The others lack top-level error code.
+ count
+ mapreduce
+ text
+ moveChunk
+ collStats

Commands output:

----
Testing aggregate
----
 
{
     "code" : 17022,
     "ok" : 0,
     "errmsg" : "exception: sharded pipeline failed on shard shard0001: { ok: 0.0, errmsg: \"operation exceeded time limit\", code: 50 }"
}
 
----
Testing count
----
 
{
     "shards" : {
         
     },
     "cause" : {
          "ok" : 0,
          "errmsg" : "operation exceeded time limit",
          "code" : 50
     },
     "ok" : 0,
     "errmsg" : "failed on : shard0000"
}
 
----
Testing mapreduce
----
 
{
     "ok" : 0,
     "errmsg" : "MR parallel processing failed: { ok: 0.0, errmsg: \"operation exceeded time limit\", code: 50 }"
}
 
----
Testing text
----
 
{
     "rawresult" : {
          "ok" : 0,
          "errmsg" : "operation exceeded time limit",
          "code" : 50
     },
     "ok" : 0,
     "errmsg" : "failure on shard: shard0000:localhost:30000: errmsg: \"operation exceeded time limit\""
}
 
----
Testing moveChunk
----
{
     "cause" : {
          "ok" : 0,
          "errmsg" : "operation exceeded time limit",
          "code" : 50
     },
     "ok" : 0,
     "errmsg" : "move failed"
}
 
----
Testing collStats
----
{
     "sharded" : true,
     "ok" : 0,
     "errmsg" : "failed on shard: { ok: 0.0, errmsg: \"operation exceeded time limit\", code: 50 }"
}

For example, to reproduce this issue, running map-reduce against sharded collection with a small maxTimeMS gives the following error.

mongos> var mapReduceArg = {
...     mapreduce: "foo",
...     map: function() { emit(this.i, 1); },
...     reduce: function(key, value) { return value.length },
...     out: { replace: "mapReduceOut" },
...     maxTimeMS: 10,
... };
mongos> db.runCommand(mapReduceArg)
{
	"ok" : 0,
	"errmsg" : "MR parallel processing failed: { errmsg: \"exception: JavaScript execution terminated\", code: 13475, ok: 0.0 }"
}



 Comments   
Comment by J Rassi [ 17/Dec/13 ]

Not touching deprecated "text" command, others listed all fixed.

Comment by Githook User [ 17/Dec/13 ]

Author:

{u'username': u'jrassi', u'name': u'Jason Rassi', u'email': u'rassi@10gen.com'}

Message: SERVER-11484 mongos bubbles up "code" field for some command failures

Affects commands aggregate, collStats, count, mapReduce, and
moveChunk.

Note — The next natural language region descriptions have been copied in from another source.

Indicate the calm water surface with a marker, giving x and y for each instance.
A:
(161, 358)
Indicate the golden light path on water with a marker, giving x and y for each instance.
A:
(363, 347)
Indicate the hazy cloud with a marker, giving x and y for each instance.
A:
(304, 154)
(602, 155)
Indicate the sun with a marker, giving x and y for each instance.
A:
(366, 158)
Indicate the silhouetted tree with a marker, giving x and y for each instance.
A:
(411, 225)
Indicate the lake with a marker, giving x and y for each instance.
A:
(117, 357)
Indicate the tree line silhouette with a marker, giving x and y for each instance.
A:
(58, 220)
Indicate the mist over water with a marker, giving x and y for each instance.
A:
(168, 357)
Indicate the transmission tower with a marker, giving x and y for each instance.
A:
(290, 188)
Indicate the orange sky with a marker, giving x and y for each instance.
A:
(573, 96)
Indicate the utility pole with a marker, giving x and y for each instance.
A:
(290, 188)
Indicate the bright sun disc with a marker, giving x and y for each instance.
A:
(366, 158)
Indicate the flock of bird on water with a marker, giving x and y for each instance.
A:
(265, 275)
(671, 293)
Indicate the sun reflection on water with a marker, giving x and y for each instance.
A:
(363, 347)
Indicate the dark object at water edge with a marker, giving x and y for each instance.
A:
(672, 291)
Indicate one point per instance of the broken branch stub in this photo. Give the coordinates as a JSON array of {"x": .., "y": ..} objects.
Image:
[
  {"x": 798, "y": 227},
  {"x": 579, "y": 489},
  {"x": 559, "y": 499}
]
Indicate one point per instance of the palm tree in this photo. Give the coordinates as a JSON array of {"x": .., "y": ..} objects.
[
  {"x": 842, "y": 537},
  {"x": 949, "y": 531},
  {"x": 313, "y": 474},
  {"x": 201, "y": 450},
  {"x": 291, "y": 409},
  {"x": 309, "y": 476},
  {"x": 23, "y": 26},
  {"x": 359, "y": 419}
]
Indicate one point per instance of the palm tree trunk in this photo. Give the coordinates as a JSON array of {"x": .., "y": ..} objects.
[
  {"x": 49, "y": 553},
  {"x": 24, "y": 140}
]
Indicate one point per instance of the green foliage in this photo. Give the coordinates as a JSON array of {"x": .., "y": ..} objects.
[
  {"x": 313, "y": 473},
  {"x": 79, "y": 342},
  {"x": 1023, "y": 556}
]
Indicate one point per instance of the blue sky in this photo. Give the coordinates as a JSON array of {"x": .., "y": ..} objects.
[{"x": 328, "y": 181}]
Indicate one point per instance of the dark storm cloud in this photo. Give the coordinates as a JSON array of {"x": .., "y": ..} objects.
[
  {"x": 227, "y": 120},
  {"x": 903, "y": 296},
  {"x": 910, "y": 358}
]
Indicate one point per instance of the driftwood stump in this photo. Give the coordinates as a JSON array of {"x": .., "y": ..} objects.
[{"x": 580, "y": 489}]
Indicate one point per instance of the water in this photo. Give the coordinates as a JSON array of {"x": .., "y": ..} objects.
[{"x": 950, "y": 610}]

If a failure on one or more shards causes the command to
fail, mongos will add a "code" field to the response if the error was
common to all shards that failed.
Branch: master
https://github.com/mongodb/mongo/commit/3050f432fe144a16516f7de0a346c0586f650ac6

Generated at Thu Feb 08 03:25:54 UTC 2024 using Jira 9.7.1#970001-sha1:2222b88b221c4928ef0de3161136cc90c8356a66.